Cogió con una mano la maleta de su madre, y con la otra su brazo. La condujo por la acera hacia la promesa de salvación permanente estucada en gris.

– Escucha, mamá-dijo, mientras llamaba al timbre de la puerta. Dentro, Deborah Kerr cantaba Getting to Know You, tal vez para recibir a la nueva visitante-. Tienen música, ¿oyes?

– Olor a col -dijo su madre-. Barbie, una casa que huele a col no es apropiada para pasar unas vacaciones. La col es vulgar. No me gusta.

– Viene de la casa de al lado, mamá.

– Huelo a col, Barbie. Yo no me hospedaría en un hotel que huele a col.

Barbara captó una creciente nota de angustia en la voz de su madre. Rezó para que la señora Fio abriera la puerta y volvió a llamar.

– En casa, Barbie, nunca ofrecemos col a los invitados.

– Todo va bien, mamá.

– Barbie, creo que no…

La luz del porche se encendió. La señora Havers parpadeó, sorprendida, y se acurrucó contra Barbara.

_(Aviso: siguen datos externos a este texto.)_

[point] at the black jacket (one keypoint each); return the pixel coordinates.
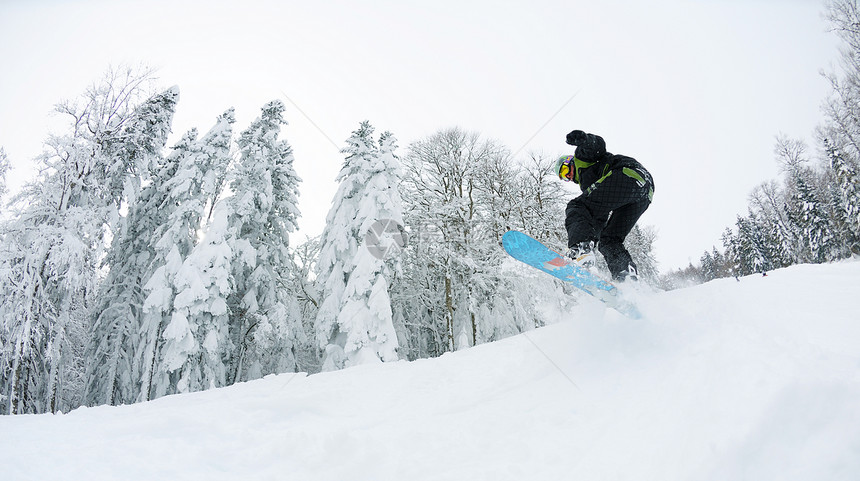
(595, 162)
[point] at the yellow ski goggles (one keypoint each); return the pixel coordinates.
(564, 169)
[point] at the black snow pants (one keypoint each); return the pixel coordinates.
(606, 212)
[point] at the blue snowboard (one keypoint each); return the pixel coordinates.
(532, 252)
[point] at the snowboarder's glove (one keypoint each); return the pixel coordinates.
(577, 137)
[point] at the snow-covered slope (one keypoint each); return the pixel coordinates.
(757, 379)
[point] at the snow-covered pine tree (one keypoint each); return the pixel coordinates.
(198, 167)
(50, 250)
(640, 243)
(231, 284)
(354, 324)
(267, 328)
(848, 192)
(111, 377)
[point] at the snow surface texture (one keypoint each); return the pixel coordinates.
(757, 379)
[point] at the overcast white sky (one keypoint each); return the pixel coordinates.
(696, 90)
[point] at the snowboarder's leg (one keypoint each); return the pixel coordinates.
(620, 224)
(584, 221)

La señora Fio todavía llevaba la blusa con el broche en forma de pensamiento. Su aspecto era tan fresco como por la mañana.

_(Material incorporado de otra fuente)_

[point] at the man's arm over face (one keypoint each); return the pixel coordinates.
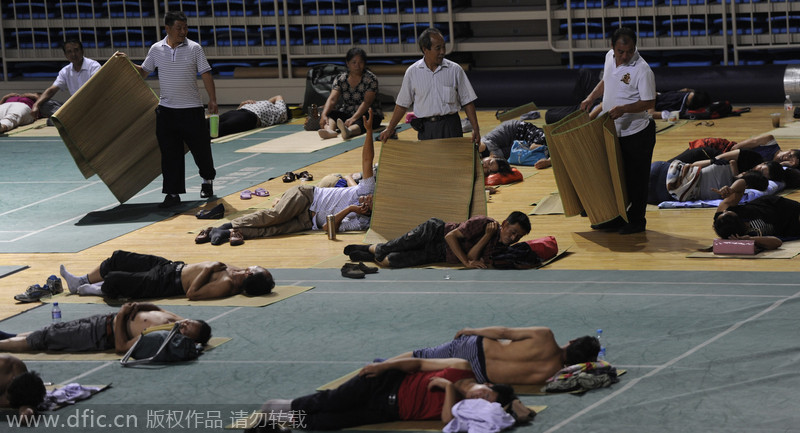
(202, 288)
(505, 333)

– Ya están aquí. Espléndido. -Salió y cogió del brazo a la señora Havers-. Entre y le presentaré a los muchachos, querida. Hemos estado hablando de usted y todos estamos vestidos, preparados y ansiosos por conocerla.

– Barbie…

La voz de su madre era una súplica.

– No pasa nada, mamá. Estoy detrás de ti.

Los muchachos estaban sentados en la sala de estar y veían el vídeo de El rey y yo. Deborah Kerr cantaba melodiosamente a un grupo de preciosos niños orientales. Los cariños se mecían en el sofá al compás de la música.